A sculptor is creating a monument to honor nine people from Utah State University who died in a van crash in 2005, and he's inviting the victims' families to play a special role in the creation of it.
Each tear and each stroke of the sculptor's tool helps Merlynn Gunnell remember her son Justin. His favorite saying was, "plow to the end of the furrow." Gunnell says, "He loved what he did and such a choice spirit. I feel it such an honor to be his mom."
Justin was one of eight Utah State University students who, with their professor, lost their lives when the van they were riding in skidded out of control and rolled off I-84 on Sept. 26, 2005.
The university commissioned a monument, and after interviewing the families about what would best represent their loved one, sculptor Mark DeGraffenried has invited the families to leave a mark.
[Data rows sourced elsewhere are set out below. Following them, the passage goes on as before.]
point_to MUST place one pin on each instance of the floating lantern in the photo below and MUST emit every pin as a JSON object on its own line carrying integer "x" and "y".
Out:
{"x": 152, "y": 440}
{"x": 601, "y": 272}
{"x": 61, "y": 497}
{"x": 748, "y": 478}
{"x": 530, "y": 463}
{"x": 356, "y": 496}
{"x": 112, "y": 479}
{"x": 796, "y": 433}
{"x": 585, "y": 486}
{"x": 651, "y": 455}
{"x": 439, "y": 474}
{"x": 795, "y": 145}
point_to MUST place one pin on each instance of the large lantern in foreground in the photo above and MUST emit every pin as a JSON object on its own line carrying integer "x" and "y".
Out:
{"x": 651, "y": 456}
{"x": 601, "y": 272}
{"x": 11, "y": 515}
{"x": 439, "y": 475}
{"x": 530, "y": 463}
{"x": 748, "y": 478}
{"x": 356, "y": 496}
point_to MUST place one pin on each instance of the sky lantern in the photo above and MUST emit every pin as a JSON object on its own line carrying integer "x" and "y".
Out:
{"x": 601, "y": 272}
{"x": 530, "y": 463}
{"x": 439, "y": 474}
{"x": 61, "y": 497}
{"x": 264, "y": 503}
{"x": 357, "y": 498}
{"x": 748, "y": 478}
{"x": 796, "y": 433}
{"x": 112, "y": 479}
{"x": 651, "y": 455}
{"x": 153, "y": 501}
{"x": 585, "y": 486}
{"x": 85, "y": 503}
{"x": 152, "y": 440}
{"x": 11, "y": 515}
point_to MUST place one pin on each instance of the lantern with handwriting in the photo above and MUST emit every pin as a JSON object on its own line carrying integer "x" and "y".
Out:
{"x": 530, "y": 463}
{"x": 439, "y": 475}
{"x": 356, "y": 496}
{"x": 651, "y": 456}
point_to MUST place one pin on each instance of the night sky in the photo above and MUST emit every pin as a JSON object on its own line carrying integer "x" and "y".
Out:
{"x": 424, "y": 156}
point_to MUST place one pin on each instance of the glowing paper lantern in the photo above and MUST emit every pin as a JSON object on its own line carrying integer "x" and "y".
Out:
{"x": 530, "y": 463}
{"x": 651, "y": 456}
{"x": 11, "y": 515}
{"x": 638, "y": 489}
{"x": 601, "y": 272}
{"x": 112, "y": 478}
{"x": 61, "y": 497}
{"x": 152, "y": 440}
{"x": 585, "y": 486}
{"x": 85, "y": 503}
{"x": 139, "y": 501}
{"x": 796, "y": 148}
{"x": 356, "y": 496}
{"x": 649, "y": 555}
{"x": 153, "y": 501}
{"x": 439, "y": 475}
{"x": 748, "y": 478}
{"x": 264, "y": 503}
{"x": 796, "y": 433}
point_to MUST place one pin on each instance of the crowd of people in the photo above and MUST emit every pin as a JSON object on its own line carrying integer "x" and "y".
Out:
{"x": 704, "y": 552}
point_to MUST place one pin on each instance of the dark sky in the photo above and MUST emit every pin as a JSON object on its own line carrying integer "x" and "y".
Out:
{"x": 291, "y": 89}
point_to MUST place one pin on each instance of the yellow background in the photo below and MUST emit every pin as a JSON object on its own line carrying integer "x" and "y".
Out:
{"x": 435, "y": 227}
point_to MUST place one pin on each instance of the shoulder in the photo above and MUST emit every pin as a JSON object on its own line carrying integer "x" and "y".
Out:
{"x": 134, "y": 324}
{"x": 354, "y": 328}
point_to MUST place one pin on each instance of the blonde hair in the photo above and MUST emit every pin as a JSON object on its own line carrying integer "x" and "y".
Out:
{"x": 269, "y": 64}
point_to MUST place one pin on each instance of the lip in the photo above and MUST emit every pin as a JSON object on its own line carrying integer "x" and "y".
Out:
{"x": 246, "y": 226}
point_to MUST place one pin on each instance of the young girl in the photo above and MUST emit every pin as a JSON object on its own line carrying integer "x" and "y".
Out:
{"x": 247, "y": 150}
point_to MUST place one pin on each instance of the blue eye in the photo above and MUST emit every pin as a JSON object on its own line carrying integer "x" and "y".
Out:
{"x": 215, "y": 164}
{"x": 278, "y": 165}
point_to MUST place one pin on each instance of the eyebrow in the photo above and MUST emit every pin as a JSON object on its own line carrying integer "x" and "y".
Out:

Kim Wilcox gently molded the wedding band on the clay model of her husband, Bradley's, hand. "I honestly think it's really amazing that the school is doing this. The sculptures are beautiful. I think it's really, really nicely done," she said.
The families say the monument has brought them together. They now offer support and friendship to one another.
Work on this project has been a deeply personal experience for the monument builder, the designer and the artist. "What this is all about is capturing the spirit of those individuals whose lives were shortened and being able to involve the people who are trying to fill a void with that loss," DeGraffenried said.
Though each panel represents an individual, together they create a sense of community, a sense of healing.
The unveiling ceremony will take place in November or December of this year in the Taggart Student Union building. The sculpture will eventually have a permanent place in the foyer of a new College of Agriculture Building.